This query returns CPU usage broken down by different categories:
label | description |
---|---|
user |
CPU used by user applications |
nice |
CPU used to allocate multiple processes demanding more cycles than the CPU can provide |
system |
CPU used by the operating system itself |
interrupt |
CPU allocated to hardware interrupts |
softirq |
CPU servicing soft interrupts |
wait |
CPU waiting for disk IO operations to complete |
steal |
Xen hypervisor allocating cycles to other tasks |
idle |
CPU not doing any work |
All those are float numbers, which should sum to 100 (more or less), or with CPU param set to "totals", then to to 100*n where n is number of CPU cores.
Note The CPU plugin does not collect percentages. It collects jiffies, the units of scheduling. On many Linux systems, there are circa 100 jiffies in one second, but this does not mean a percentage will be returned. The number of jiffies per second will vary depending on system load, hardware, whether or not the system is virtualized, and possibly half a dozen other factors.
System_Memory
Configurable parameter | description |
---|---|
time_range |
data are taken for this time range; only ts_from and ts_to are considered, step is always provided by the back-end, depending on data available for the given period |
Results format
See Generic results format for system queries for generic results format.
This query returns memory usage (in bytes) broken down by:
label | description |
---|---|
used |
memory used by user processes |
buffered |
memory used for I/O buffers |
cached |
memory used by disk cache |
free |
free memory |
System_DF
Configurable parameter | description
time_range
| data is taken for this time range; only ts_from and ts_to are considered, step is always provided by the back-end depending on data available for the given period
fs
| filesystem to show information. this always includes a "root". other possible values are system-dependent
Results format
See "Generic results format for system queries" for generic results format.
This query returns disk usage (in bytes) broken down by:
label | description |
---|---|
used |
space used by data |
reserved |
space reserved for root user |
free |
free disk space |
System_Network
Configurable parameter | description
time_range
| data are is for this time range; only ts_from and ts_to are considered, step is always provided by the back-end depending on data available for the given period
interface
| network interface for which to show data; generally "lo" for loopback interface, others being system dependent
Results format
See "Generic results format for system queries" for generic results format.

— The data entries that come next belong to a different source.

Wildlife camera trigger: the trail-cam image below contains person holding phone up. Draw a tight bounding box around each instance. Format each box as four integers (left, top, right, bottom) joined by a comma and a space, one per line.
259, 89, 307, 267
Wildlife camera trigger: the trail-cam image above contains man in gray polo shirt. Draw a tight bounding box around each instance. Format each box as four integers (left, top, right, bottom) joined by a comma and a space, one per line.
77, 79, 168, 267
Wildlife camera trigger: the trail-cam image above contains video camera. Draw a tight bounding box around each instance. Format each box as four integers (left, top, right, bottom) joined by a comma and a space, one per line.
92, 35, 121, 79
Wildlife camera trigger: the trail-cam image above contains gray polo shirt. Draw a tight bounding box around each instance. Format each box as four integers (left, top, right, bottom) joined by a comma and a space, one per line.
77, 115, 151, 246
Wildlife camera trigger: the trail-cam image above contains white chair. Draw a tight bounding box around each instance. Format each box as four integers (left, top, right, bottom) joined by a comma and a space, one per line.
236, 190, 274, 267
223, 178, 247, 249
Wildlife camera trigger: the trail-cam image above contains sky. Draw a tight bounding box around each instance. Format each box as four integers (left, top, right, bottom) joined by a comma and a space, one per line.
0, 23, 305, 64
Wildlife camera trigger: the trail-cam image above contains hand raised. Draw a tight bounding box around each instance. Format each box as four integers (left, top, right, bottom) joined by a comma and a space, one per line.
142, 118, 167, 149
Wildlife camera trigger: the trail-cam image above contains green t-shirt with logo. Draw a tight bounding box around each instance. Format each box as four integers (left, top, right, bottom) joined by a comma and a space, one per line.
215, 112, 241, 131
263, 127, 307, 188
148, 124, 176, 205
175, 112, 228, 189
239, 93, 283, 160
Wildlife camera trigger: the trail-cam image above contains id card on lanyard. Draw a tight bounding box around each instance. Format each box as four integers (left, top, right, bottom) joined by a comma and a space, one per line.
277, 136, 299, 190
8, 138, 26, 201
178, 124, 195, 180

This query returns the following data for the selected network interface:
label | description |
---|---|
if_packets.tx |
Number of packets transferred |
if_packets.rx |
Number of packets received |
if_octets.tx |
Number of octets (bytes) transferred |
if_octets.rx |
Number of octets (bytes) received |
if_errors.tx |
Number of transmit errors |
if_errors.rx |
Number of receive received |
ProcessingStats
Indicates the number of events processed by the system in the given time period. Similar to the EventRates but does not allow for any filtering, or timestamps of the events (only the moment it was actually processed by the system). To use this query internal counters verbosity must be set to DEBUG (run LogZilla config INTERNAL_COUNTERS_MAX_LEVEL DEBUG)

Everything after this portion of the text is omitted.